Each first-gen Xe-HPG core will have 16 vector engines and 16 matrix engines plus caches, allowing for common GPU workloads as well as AI acceleration. Four such cores, plus four ray tracing units and other rendering hardware, make up a “slice”. Each Alchemist GPU can have up to eight such slices.
Now, we also know that Intel will roll out its own version of AI upscaling, called XeSS (Xe Super Sampling), to take on Nvidia’s DLSS and AMD’s FSR. XeSS is an AI-based upscaling method that combines information from previous frames. Intel is claiming up to 2X better performance by rendering at lower resolutions and then upscaling to the target resolution. XeSS will run even on Xe LP integrated GPUs, and multiple game developers are on board to support it.
While we don’t have any GPU specifications yet, Intel did say it has worked on delivering “leadership” performance per Watt. We’re sure to find out more as the launch draws nearer.

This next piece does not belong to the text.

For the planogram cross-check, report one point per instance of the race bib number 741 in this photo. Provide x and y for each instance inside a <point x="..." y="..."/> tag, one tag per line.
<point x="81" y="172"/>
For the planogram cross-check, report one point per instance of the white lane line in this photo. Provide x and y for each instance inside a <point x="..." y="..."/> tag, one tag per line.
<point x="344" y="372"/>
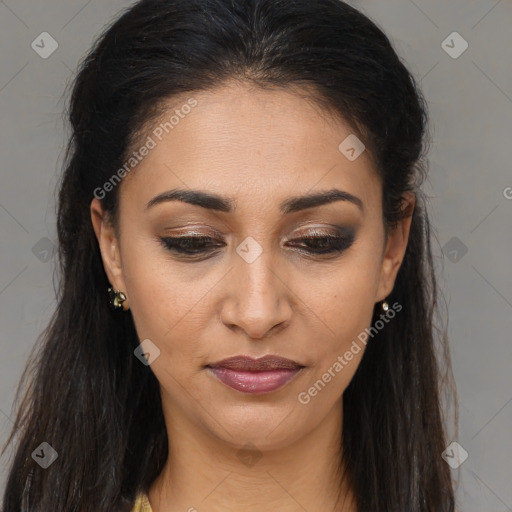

Intel also made several announcements related to its server and datacentre businesses during the Architecture Day, including a demonstration of the upcoming Ponte Vecchio architecture for big data which will be the basis of the Aurora exascale supercomputer. Other highlights were the modular ‘Sapphire Rapids’ Xeon Scalable platform, the oneAPI software stack, and an emerging product category – Infrastructure Processing Units (IPUs), designed to separate infrastructure overheads from client data and processing requirements in cloud-centric datacentres.